For the most part, they are tax-privledged special interest groups. They
really don't need any special "help" in the world. Unfortunately, this system
has been "hacked" by tax and wealth management professionals. The examples
range from the NFL to MOMA to Ivy League Universities, each harboring $10's of
billions of capital, that is used to pay and protect already incredibly
wealthy patrons and their benefactors.

As such, using their tax-exemption as a form of marketing is highly suspect.
And, lets face it, this is the purpose of self-identification. The terms "non-
profit" for example is merely calculated to express empathy; it fails to
highlight "tax-dodge" or "income & asset laundering".

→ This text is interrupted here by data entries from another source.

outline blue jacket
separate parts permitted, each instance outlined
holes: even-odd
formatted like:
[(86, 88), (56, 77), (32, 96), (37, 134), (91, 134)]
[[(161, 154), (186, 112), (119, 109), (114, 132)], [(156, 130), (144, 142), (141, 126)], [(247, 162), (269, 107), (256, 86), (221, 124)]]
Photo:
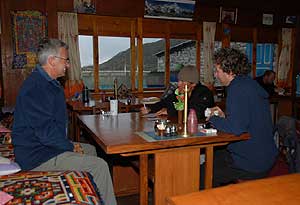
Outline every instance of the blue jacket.
[(23, 170), (73, 151), (66, 123), (63, 89), (38, 65), (24, 81), (14, 112), (12, 143), (16, 161)]
[(270, 169), (277, 149), (268, 93), (250, 77), (236, 76), (227, 88), (225, 115), (226, 118), (210, 118), (218, 130), (250, 134), (249, 140), (229, 144), (234, 166), (254, 173)]

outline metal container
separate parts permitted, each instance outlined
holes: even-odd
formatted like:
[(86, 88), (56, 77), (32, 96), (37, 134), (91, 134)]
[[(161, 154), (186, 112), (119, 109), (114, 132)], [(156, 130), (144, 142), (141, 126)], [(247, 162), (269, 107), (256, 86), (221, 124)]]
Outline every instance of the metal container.
[(164, 136), (171, 137), (171, 125), (169, 125), (169, 124), (166, 125), (166, 129), (164, 131)]
[(163, 120), (163, 119), (156, 120), (154, 123), (155, 134), (158, 136), (164, 136), (164, 131), (169, 123), (170, 120)]
[(171, 125), (171, 136), (177, 135), (177, 127), (176, 125)]

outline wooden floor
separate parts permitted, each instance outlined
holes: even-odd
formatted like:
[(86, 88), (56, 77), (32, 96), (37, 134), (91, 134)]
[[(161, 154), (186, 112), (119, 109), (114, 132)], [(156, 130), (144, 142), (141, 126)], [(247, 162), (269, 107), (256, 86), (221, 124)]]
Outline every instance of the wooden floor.
[(118, 205), (139, 205), (139, 195), (117, 197)]
[[(139, 195), (117, 197), (118, 205), (139, 205)], [(152, 193), (149, 193), (148, 204), (152, 205)]]

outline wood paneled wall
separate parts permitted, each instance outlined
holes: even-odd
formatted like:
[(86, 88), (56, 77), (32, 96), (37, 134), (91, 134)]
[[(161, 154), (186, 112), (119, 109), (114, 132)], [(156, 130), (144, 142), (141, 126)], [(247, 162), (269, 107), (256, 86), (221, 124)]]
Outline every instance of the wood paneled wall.
[[(1, 58), (3, 76), (3, 98), (5, 106), (14, 106), (19, 88), (26, 78), (24, 69), (12, 69), (13, 47), (12, 47), (12, 27), (11, 11), (38, 10), (46, 13), (46, 5), (50, 1), (23, 0), (9, 1), (1, 0)], [(55, 14), (56, 15), (56, 14)], [(53, 16), (50, 16), (50, 19)], [(57, 18), (57, 17), (55, 17)], [(52, 30), (52, 29), (51, 29)]]
[[(288, 0), (290, 1), (290, 0)], [(122, 3), (120, 3), (122, 2)], [(259, 9), (253, 7), (253, 4), (259, 3), (255, 0), (254, 3), (238, 3), (235, 0), (222, 1), (223, 6), (238, 6), (237, 25), (231, 26), (231, 40), (233, 41), (252, 41), (253, 28), (257, 27), (257, 42), (278, 42), (278, 28), (280, 27), (280, 15), (295, 15), (297, 7), (290, 10), (287, 6), (283, 6), (280, 11), (272, 8), (269, 5), (277, 3), (263, 4)], [(249, 5), (249, 8), (247, 7)], [(258, 4), (259, 5), (259, 4)], [(48, 35), (49, 37), (57, 37), (57, 12), (65, 11), (72, 12), (73, 0), (1, 0), (1, 58), (2, 58), (2, 75), (3, 75), (3, 94), (4, 105), (13, 106), (20, 85), (26, 78), (24, 70), (12, 69), (12, 32), (10, 12), (14, 10), (38, 10), (45, 13), (48, 17)], [(189, 38), (197, 39), (202, 35), (197, 33), (203, 21), (218, 22), (220, 2), (214, 1), (197, 1), (194, 21), (165, 21), (156, 19), (143, 19), (142, 33), (144, 37), (160, 37), (168, 35), (170, 38)], [(274, 13), (274, 26), (261, 26), (261, 16), (265, 10)], [(93, 27), (97, 27), (97, 32), (101, 35), (115, 36), (132, 36), (131, 28), (133, 21), (137, 18), (142, 18), (144, 13), (144, 0), (97, 0), (96, 1), (97, 16), (82, 15), (79, 18), (82, 34), (93, 34)], [(299, 10), (299, 9), (298, 9)], [(300, 13), (300, 12), (299, 12)], [(90, 24), (91, 19), (97, 19), (96, 24)], [(122, 18), (120, 18), (122, 17)], [(82, 21), (81, 21), (82, 20)], [(102, 21), (105, 20), (105, 21)], [(84, 26), (83, 26), (84, 25)], [(137, 30), (137, 28), (135, 29)], [(137, 35), (137, 34), (136, 34)], [(197, 37), (198, 36), (198, 37)], [(222, 39), (222, 25), (218, 24), (216, 31), (216, 40)], [(138, 52), (138, 51), (136, 51)]]

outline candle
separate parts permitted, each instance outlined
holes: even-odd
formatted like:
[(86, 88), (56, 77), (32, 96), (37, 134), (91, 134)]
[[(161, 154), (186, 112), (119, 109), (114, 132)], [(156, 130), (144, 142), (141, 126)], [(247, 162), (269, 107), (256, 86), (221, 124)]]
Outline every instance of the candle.
[(183, 137), (187, 137), (187, 112), (188, 112), (188, 87), (184, 85), (184, 116), (183, 116)]

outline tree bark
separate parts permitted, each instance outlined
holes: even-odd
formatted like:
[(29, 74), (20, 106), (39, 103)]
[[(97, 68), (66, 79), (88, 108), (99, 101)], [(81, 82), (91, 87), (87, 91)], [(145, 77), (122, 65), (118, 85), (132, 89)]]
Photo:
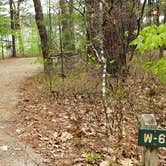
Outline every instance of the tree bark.
[(60, 14), (61, 14), (61, 27), (62, 27), (62, 45), (64, 52), (73, 51), (72, 41), (74, 37), (73, 36), (74, 29), (72, 28), (74, 27), (73, 27), (73, 21), (70, 20), (71, 18), (68, 19), (68, 17), (71, 17), (69, 16), (69, 14), (72, 14), (73, 12), (73, 1), (70, 0), (68, 3), (66, 0), (59, 0), (60, 10), (61, 10)]
[(18, 0), (17, 8), (16, 8), (16, 15), (15, 15), (15, 28), (18, 30), (18, 44), (19, 44), (19, 52), (21, 55), (24, 55), (24, 43), (22, 39), (21, 33), (21, 21), (20, 21), (20, 5), (24, 0)]
[[(13, 0), (9, 0), (9, 6), (10, 6), (10, 19), (11, 19), (11, 29), (13, 30), (13, 33), (15, 32), (15, 10), (13, 7)], [(15, 35), (12, 34), (12, 57), (16, 57), (16, 38)]]
[[(74, 8), (73, 8), (73, 0), (70, 0), (70, 5), (69, 5), (69, 15), (70, 17), (73, 18), (74, 14)], [(75, 44), (74, 44), (74, 21), (73, 19), (69, 20), (69, 35), (70, 35), (70, 50), (74, 51), (75, 50)]]
[(48, 20), (49, 20), (49, 38), (52, 38), (52, 14), (51, 14), (51, 0), (48, 0)]
[(166, 23), (166, 6), (164, 7), (164, 23)]
[(152, 24), (152, 2), (151, 0), (148, 0), (148, 11), (147, 11), (147, 25)]
[[(95, 55), (94, 49), (100, 53), (100, 3), (98, 1), (86, 1), (87, 8), (87, 40), (89, 46), (87, 47), (87, 53), (89, 55)], [(96, 57), (97, 59), (97, 57)]]
[(48, 37), (46, 27), (44, 25), (44, 15), (41, 6), (40, 0), (33, 0), (35, 7), (35, 19), (38, 27), (40, 40), (41, 40), (41, 49), (43, 54), (43, 59), (46, 60), (48, 58)]
[(107, 72), (120, 74), (121, 69), (126, 67), (126, 53), (124, 48), (124, 20), (121, 3), (116, 5), (109, 0), (104, 7), (104, 51), (107, 59)]
[[(129, 43), (135, 38), (137, 29), (135, 8), (138, 1), (105, 0), (103, 6), (103, 48), (107, 59), (107, 72), (113, 75), (128, 72), (126, 55)], [(125, 34), (125, 33), (128, 34)]]

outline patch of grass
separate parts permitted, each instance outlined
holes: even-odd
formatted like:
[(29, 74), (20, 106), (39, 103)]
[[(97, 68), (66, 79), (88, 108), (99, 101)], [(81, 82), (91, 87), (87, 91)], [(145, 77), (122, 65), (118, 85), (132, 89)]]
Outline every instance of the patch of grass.
[(101, 161), (101, 156), (99, 154), (88, 153), (86, 156), (86, 161), (88, 164), (99, 163)]

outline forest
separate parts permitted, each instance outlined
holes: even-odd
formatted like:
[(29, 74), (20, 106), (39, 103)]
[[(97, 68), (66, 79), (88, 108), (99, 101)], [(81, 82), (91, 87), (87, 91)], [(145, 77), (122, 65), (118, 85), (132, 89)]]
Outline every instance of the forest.
[(166, 165), (165, 0), (1, 0), (0, 82), (0, 166)]

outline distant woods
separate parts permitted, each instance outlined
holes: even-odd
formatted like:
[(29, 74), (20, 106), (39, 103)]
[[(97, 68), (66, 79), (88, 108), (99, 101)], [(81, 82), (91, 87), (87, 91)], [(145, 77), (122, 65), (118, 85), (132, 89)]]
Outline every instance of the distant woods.
[[(34, 4), (39, 2), (37, 0)], [(59, 0), (55, 4), (49, 0), (47, 13), (49, 25), (45, 26), (51, 41), (59, 45), (59, 52), (73, 54), (84, 52), (87, 59), (94, 57), (92, 59), (97, 63), (101, 63), (103, 52), (107, 61), (107, 72), (123, 74), (128, 71), (127, 60), (133, 57), (134, 48), (129, 43), (139, 35), (140, 29), (146, 24), (160, 23), (160, 16), (165, 15), (163, 4), (164, 1), (150, 0), (142, 3), (137, 0), (127, 2)], [(34, 6), (37, 15), (40, 12), (40, 5)], [(52, 22), (55, 18), (59, 28)], [(36, 21), (38, 23), (37, 19)], [(38, 28), (41, 32), (42, 27)], [(53, 29), (56, 33), (53, 33)], [(55, 40), (55, 34), (58, 34), (56, 37), (59, 41)], [(56, 47), (52, 46), (52, 42), (49, 46)], [(56, 54), (58, 48), (56, 51), (51, 49), (48, 54), (51, 56)]]
[(0, 57), (40, 54), (38, 30), (34, 14), (29, 9), (26, 0), (0, 2)]

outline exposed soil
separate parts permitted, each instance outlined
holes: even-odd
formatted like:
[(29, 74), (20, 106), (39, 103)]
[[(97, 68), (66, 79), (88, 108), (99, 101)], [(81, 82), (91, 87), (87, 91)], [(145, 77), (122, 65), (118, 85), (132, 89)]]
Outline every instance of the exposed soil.
[(35, 58), (13, 58), (0, 61), (0, 166), (36, 166), (43, 159), (26, 144), (18, 141), (16, 104), (20, 100), (19, 86), (42, 68)]

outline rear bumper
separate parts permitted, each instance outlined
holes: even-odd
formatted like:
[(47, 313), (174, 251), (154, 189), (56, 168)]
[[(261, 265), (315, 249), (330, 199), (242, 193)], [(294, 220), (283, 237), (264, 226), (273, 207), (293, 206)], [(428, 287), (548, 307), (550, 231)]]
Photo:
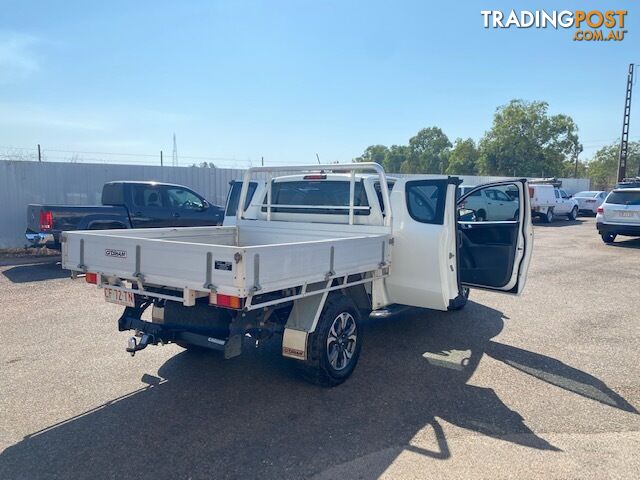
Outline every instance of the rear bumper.
[[(118, 330), (121, 332), (135, 330), (150, 336), (149, 344), (183, 342), (197, 345), (211, 350), (224, 352), (225, 358), (231, 358), (240, 353), (242, 345), (237, 339), (219, 339), (202, 333), (189, 332), (181, 328), (172, 328), (162, 323), (146, 322), (140, 318), (138, 309), (127, 307), (118, 320)], [(241, 337), (238, 337), (241, 338)]]
[(59, 244), (56, 241), (56, 237), (53, 235), (53, 233), (27, 231), (25, 232), (24, 236), (27, 239), (27, 242), (29, 242), (32, 247), (59, 247)]
[(629, 237), (640, 237), (640, 225), (617, 225), (613, 223), (596, 223), (598, 233), (613, 233), (614, 235), (626, 235)]
[(588, 207), (586, 205), (583, 205), (582, 207), (578, 207), (578, 211), (580, 213), (596, 213), (598, 211), (598, 207)]

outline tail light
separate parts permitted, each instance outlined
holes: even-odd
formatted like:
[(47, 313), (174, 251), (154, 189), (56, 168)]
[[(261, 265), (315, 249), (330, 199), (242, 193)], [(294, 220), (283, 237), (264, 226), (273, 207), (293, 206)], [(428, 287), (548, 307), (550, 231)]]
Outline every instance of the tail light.
[(86, 280), (87, 283), (97, 284), (98, 283), (98, 274), (97, 273), (87, 273), (84, 276), (84, 279)]
[(598, 213), (604, 213), (604, 208), (603, 208), (603, 207), (598, 207), (597, 212), (598, 212)]
[(304, 180), (326, 180), (326, 175), (305, 175), (303, 177)]
[(218, 307), (240, 310), (242, 308), (242, 299), (240, 297), (234, 297), (232, 295), (211, 293), (209, 294), (209, 305), (216, 305)]
[(40, 230), (53, 229), (53, 213), (49, 211), (40, 212)]
[(529, 187), (529, 198), (533, 198), (533, 187)]

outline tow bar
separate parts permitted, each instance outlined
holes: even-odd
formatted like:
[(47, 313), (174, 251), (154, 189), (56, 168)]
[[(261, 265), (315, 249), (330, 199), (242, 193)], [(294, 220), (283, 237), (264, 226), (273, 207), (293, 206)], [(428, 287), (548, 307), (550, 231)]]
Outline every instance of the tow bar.
[(127, 352), (129, 352), (133, 357), (138, 350), (144, 350), (150, 343), (153, 343), (153, 335), (149, 335), (148, 333), (144, 333), (142, 335), (140, 343), (138, 343), (136, 337), (129, 337), (127, 342)]

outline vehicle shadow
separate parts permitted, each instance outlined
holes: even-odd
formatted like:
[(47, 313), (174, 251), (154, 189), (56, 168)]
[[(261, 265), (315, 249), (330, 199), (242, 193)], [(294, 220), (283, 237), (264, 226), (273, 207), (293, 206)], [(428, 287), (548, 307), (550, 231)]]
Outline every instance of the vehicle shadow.
[(536, 227), (544, 228), (559, 228), (559, 227), (573, 227), (575, 225), (582, 225), (586, 220), (577, 218), (576, 220), (568, 220), (564, 217), (556, 218), (551, 223), (545, 223), (543, 220), (535, 219), (533, 224)]
[[(624, 237), (622, 237), (624, 238)], [(616, 241), (610, 243), (612, 247), (618, 248), (640, 248), (640, 238), (630, 238), (628, 240), (620, 240), (620, 237), (616, 238)]]
[[(492, 341), (503, 325), (501, 312), (473, 302), (461, 312), (370, 320), (358, 369), (332, 389), (302, 382), (275, 342), (231, 361), (183, 352), (159, 369), (161, 378), (145, 375), (147, 387), (6, 449), (0, 478), (305, 478), (367, 455), (375, 460), (366, 476), (376, 478), (403, 449), (464, 455), (450, 451), (439, 419), (558, 451), (493, 389), (467, 384), (485, 353), (632, 411), (590, 375)], [(412, 441), (421, 432), (427, 445)]]
[(63, 270), (60, 263), (55, 261), (16, 265), (4, 270), (2, 274), (13, 283), (42, 282), (69, 277), (69, 271)]

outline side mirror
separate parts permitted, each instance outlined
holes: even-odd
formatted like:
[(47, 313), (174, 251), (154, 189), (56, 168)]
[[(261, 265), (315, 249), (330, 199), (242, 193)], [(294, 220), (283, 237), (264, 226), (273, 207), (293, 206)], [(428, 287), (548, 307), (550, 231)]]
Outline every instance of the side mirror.
[(202, 208), (200, 210), (206, 210), (207, 208), (209, 208), (209, 202), (202, 200)]

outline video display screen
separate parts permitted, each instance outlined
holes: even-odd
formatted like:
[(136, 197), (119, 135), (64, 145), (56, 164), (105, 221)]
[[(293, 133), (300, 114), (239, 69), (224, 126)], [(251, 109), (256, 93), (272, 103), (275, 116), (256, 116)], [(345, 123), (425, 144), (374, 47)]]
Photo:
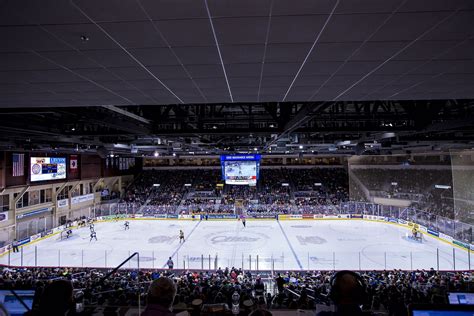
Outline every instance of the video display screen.
[(226, 184), (256, 185), (260, 155), (221, 156), (222, 178)]
[(30, 180), (47, 181), (66, 179), (66, 158), (31, 157)]

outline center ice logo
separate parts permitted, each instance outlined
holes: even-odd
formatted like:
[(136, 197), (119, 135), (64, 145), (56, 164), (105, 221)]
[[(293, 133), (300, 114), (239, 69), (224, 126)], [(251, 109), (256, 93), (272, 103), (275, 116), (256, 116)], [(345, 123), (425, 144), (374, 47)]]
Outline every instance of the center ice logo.
[(171, 244), (176, 240), (175, 236), (155, 236), (148, 239), (150, 244)]
[(211, 243), (213, 244), (220, 244), (220, 243), (228, 243), (228, 242), (233, 242), (233, 243), (248, 243), (248, 242), (254, 242), (259, 240), (260, 238), (254, 238), (254, 237), (240, 237), (240, 236), (214, 236), (211, 238)]
[(248, 250), (262, 247), (270, 239), (267, 235), (256, 232), (220, 231), (204, 236), (206, 243), (216, 249), (229, 250), (232, 246), (241, 246)]
[(326, 239), (318, 236), (296, 236), (296, 239), (300, 242), (301, 245), (305, 246), (307, 244), (312, 245), (321, 245), (327, 242)]

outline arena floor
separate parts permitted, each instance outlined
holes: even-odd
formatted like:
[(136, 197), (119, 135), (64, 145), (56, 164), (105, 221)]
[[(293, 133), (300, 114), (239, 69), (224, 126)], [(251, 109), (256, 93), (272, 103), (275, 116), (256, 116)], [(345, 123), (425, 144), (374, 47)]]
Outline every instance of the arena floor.
[[(430, 235), (422, 243), (412, 241), (407, 228), (383, 222), (249, 220), (244, 228), (237, 220), (132, 220), (126, 231), (123, 224), (97, 223), (98, 241), (90, 241), (89, 228), (75, 229), (64, 240), (54, 235), (2, 256), (0, 263), (114, 267), (137, 251), (141, 268), (164, 268), (171, 256), (180, 269), (256, 270), (257, 264), (258, 270), (436, 269), (438, 250), (440, 270), (469, 268), (467, 251)], [(137, 266), (136, 259), (125, 265)]]

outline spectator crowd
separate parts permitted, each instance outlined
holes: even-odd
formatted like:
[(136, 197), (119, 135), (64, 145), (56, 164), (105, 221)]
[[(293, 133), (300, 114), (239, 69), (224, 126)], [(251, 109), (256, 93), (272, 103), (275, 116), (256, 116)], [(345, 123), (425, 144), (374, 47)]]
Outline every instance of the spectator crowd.
[[(331, 271), (282, 271), (273, 275), (271, 272), (244, 272), (237, 268), (214, 271), (117, 270), (104, 278), (107, 272), (89, 268), (2, 268), (0, 286), (13, 290), (34, 289), (37, 293), (35, 300), (39, 300), (41, 305), (41, 300), (47, 301), (42, 293), (51, 284), (66, 282), (70, 285), (61, 286), (66, 291), (71, 287), (70, 299), (88, 307), (159, 304), (159, 297), (153, 301), (150, 295), (158, 295), (165, 287), (166, 304), (169, 304), (166, 308), (173, 306), (174, 312), (187, 310), (192, 315), (199, 315), (206, 304), (229, 310), (236, 304), (236, 297), (241, 315), (254, 310), (318, 311), (323, 306), (337, 305), (330, 294), (331, 287), (335, 286), (332, 280), (334, 272)], [(405, 316), (408, 304), (446, 303), (448, 292), (473, 292), (473, 277), (472, 271), (362, 271), (358, 274), (364, 283), (360, 289), (365, 296), (361, 305), (368, 311)], [(174, 291), (171, 298), (170, 291)], [(57, 296), (49, 304), (60, 305), (63, 296)], [(156, 314), (145, 311), (144, 315)]]

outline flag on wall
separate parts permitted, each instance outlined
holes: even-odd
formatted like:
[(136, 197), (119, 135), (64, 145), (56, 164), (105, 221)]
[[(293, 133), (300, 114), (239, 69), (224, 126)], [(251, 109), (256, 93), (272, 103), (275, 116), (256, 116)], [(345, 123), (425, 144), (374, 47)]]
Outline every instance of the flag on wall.
[(25, 175), (25, 154), (13, 154), (13, 176)]
[(71, 155), (69, 159), (69, 169), (77, 169), (77, 155)]

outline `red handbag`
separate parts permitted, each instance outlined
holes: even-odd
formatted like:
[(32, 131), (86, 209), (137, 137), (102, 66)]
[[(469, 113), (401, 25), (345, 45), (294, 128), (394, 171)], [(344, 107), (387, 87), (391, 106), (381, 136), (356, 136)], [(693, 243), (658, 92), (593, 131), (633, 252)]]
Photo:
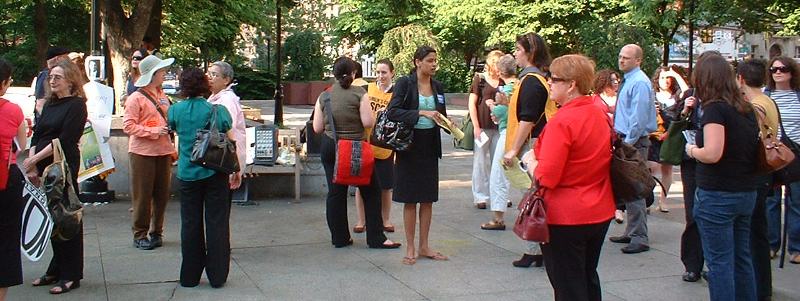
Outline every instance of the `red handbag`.
[[(8, 103), (8, 100), (0, 98), (0, 108), (3, 107)], [(8, 151), (6, 152), (3, 144), (0, 143), (0, 190), (6, 190), (8, 187), (8, 174), (9, 169), (11, 168), (11, 156), (14, 155), (14, 139), (11, 139), (11, 143), (8, 145)], [(5, 154), (8, 153), (8, 157)]]
[(339, 140), (336, 137), (336, 126), (333, 122), (331, 96), (328, 92), (321, 95), (325, 106), (325, 114), (336, 141), (336, 161), (333, 164), (333, 183), (339, 185), (365, 186), (372, 180), (375, 168), (375, 155), (369, 142), (362, 140)]
[(544, 189), (531, 188), (519, 203), (519, 215), (514, 222), (514, 234), (527, 241), (550, 242), (550, 229), (544, 211)]
[(352, 186), (369, 185), (374, 168), (375, 156), (368, 142), (360, 140), (336, 142), (333, 183)]

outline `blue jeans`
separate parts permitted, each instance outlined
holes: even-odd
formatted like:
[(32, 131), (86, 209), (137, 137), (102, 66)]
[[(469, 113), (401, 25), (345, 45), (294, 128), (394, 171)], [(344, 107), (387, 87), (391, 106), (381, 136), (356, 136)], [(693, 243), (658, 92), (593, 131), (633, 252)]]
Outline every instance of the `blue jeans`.
[[(787, 190), (791, 190), (791, 192), (786, 192), (787, 206), (784, 209), (788, 211), (788, 216), (783, 222), (787, 225), (789, 237), (786, 247), (791, 254), (800, 252), (800, 181), (790, 183)], [(775, 188), (775, 194), (767, 198), (767, 229), (769, 230), (769, 246), (773, 251), (781, 248), (782, 199), (781, 188)]]
[(756, 300), (750, 256), (750, 216), (756, 204), (756, 191), (697, 188), (694, 201), (694, 219), (708, 266), (711, 300)]

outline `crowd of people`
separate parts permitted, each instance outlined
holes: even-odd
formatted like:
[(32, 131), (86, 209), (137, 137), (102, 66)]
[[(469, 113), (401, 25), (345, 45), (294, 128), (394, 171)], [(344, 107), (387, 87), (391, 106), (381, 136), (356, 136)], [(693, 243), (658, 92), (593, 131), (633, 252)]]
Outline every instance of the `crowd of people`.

The notion that "non-profit" entities run $30Bn hedge funds and pay executive
salaries in the multiple millions of $USD, all while being granted tax and
regulatory exemptions, is _something to think about_.

------
asdf3
Yes, for the same reasons that Credit Unions are better than Banks. Watching
out for the customer, in a principled way, is a great selling point. But it
would also need to be stable, for the long term, which means profitable and
large enough to survive the bad times.

DNS + simple hosting + support, is an ideal market for a non-profit focused on
free speech and democratic participation.

------
helpful
No. There are a lot of things I care about in a registrar but it being a non-
profit is not one of those things.

I care how it handles my domains, policy and all that jazz, particularly in
cases of hacks, take downs, etc...

I care about customer service.

I care about some options it offers that is and can genuinely be useful.

I care about what it does right or wrong.

Basically things that affect me and my domains/businesses.